Nash era solo un esempio. La schizofrenia e la paranoia permettono il mantenimento delle funzioni cognitive generali, al punto che si possono architettare progetti lucidissimi,che però sono minati alla base dal delirio. È possibile anche la remissione dei sintomi, sia temporanea che permanente. Sull'accentuazione delle capacità digitali e del pensiero classificatore e tipologico negli schizofrenici , vedi anche Mc Gilchrist, "il padrone e il suo emissario."

Sull'autismo ho più dubbi, anche se è vero che autismo schizofrenia e paranoia hanno molti punti in comune. E tutte e tre le condizioni si muovono entro uno spettro di esperienze molto diverse fra di loro in termini di gravità e di espressioni. L'autismo però ha una origine molto più genetica e quindi organica rispetto a schizofrenia e paranoia.
#1052
Aridaje. Proprio non ce la facciamo. Che ci siano i profittatori è scontato, ma che i BF 109 fossero più performanti dei biplani è altrettanto scontato (per Ipazia).

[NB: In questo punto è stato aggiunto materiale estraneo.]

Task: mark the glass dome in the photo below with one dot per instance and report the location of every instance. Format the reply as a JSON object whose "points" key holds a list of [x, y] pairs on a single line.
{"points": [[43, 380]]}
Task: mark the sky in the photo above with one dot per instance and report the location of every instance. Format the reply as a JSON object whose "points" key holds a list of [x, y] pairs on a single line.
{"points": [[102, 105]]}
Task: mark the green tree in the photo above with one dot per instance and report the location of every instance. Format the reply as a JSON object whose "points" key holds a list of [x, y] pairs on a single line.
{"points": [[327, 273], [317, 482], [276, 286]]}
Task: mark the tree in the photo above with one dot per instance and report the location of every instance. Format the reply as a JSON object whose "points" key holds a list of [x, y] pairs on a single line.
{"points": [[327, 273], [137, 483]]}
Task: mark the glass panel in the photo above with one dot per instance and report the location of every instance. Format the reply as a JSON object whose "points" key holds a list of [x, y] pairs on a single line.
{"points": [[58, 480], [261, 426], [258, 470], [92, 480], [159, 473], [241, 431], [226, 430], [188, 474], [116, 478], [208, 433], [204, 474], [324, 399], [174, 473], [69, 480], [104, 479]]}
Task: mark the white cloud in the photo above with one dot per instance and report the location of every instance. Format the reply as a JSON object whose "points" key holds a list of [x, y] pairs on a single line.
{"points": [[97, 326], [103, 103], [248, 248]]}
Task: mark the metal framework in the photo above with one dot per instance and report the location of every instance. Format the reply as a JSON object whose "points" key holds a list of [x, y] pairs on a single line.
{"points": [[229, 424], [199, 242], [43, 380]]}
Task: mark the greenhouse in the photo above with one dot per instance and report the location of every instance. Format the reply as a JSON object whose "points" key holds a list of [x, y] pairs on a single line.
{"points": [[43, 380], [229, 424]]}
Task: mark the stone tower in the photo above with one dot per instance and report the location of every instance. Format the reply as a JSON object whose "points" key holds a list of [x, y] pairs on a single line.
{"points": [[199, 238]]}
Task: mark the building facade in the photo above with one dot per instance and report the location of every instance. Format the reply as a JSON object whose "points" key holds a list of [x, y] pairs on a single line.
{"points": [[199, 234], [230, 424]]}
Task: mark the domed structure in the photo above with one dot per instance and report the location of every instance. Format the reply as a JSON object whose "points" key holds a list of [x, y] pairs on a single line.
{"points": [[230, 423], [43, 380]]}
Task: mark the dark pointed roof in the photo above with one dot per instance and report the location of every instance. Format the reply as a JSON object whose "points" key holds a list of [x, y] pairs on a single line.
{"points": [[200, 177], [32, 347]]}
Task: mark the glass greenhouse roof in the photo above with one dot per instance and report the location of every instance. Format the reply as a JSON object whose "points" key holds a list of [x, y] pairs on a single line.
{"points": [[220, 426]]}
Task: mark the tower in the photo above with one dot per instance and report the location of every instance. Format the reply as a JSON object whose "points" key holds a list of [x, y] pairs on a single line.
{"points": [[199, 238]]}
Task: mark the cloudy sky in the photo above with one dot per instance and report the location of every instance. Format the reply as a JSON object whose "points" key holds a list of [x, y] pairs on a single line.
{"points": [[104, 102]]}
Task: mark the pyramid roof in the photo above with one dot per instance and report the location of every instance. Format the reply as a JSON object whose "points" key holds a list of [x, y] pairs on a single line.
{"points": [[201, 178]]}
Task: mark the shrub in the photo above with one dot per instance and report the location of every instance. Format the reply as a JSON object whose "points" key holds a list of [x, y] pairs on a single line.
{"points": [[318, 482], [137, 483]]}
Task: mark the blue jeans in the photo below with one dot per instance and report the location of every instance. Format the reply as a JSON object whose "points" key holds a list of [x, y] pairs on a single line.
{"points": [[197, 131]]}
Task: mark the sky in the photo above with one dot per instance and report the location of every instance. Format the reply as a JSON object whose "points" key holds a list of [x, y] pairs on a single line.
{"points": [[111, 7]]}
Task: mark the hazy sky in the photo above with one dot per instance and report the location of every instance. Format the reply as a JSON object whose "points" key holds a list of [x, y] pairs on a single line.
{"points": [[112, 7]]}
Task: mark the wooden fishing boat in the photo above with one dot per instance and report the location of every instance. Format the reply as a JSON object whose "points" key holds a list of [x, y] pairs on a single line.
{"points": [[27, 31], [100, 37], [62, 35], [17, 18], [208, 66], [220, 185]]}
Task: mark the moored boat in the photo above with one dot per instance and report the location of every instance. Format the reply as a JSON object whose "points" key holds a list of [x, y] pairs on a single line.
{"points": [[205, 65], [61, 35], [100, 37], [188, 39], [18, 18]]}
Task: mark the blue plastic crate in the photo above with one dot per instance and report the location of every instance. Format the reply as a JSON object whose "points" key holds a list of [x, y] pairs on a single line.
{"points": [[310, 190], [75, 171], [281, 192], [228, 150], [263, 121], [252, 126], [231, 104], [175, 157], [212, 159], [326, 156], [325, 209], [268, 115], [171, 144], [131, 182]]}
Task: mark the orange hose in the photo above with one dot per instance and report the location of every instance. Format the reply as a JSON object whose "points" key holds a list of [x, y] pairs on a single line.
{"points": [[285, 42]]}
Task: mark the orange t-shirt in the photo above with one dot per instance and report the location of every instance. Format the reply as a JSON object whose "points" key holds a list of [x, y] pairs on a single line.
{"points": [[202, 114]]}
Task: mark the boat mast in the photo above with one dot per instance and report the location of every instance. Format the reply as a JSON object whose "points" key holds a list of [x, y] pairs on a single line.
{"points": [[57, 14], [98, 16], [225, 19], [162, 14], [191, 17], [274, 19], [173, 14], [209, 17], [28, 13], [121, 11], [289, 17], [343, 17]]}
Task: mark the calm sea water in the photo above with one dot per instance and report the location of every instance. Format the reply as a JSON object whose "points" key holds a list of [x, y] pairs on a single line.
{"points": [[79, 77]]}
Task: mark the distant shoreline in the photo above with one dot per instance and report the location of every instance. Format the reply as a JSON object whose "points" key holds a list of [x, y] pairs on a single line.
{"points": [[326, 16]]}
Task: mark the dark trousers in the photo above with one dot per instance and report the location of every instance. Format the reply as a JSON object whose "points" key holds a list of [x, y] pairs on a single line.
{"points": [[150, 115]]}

La schizofrenia pura non implica alcuna degenerazione cognitiva ed anzi probabilmente accentua le capacità di pensiero matematico e digitale a discapito del pensiero emotivo. Pertanto si può perfino vincere un premio Nobel ed essere diagnosticati schizofrenici ( fatto vero, si chiamava J. Nash, se ricordo bene). (Per Socrate).
#1053
Anthonyi: Esatto. Questo è un altro aspetto molto rilevante. Il malato psichiatrico, soprattutto quello grave, ritiene che i pazzi siano gli altri (e qualche ragione spesso ce l'ha anche). E' per questo che oggi esiste il depot. Ovvero una iniezione a lento rilascio, che può essere fatta ad intervalli anche di due mesi, rendendo più vivibile la vita alle stesse persone che assistono il malato, che altrimenti devono combattere ogni giorno una battaglia per far assumere il medicinale al malato.
In ogni caso ripeto, la malattia mentale è un problema sistemico. Pensare di trattarlo solo con i farmaci è un sogno tecnologico controproducente e sintonico con questa società. Il farmaco agisce sull'emergenza oppure tratta una situazione cronica non altrimenti gestibile. In ogni caso ha quasi sempre migliorato la qualità della vita dei malati e ciò, pragmaticamente, va riconosciuto.
#1054
Mi sembra evidente che molti nemici degli psicofarmaci non sanno di cosa parlano o non hanno
 avuto esperienza della malattia mentale vera, non la depressione passeggera o il disturbo ossessivo-compulsivo (che non sono passeggiate ma insomma si possono affrontare), ma la schizofrenia o la depressione maggiore. Con questi disturbi senza alcuna terapia, ci troviamo poi i "titoloni" sui giornali: "depresso uccide l'intera famiglia, e i servizi sanitari non hanno fatto niente". A meno che di non voler prescrivere come terapia la preghiera, qualcosa bisogna fare e gli psicofarmaci, in questi ultimi anni hanno fatto passi da gigante, anche se ovviamente, come tutti i "farmakon", bisogna fare una giusta valutazione costi-benefici, poichè sono sempre farmaci altamente impattanti e con bugiardini che sono di solito delle dimensioni di un lenzuolo.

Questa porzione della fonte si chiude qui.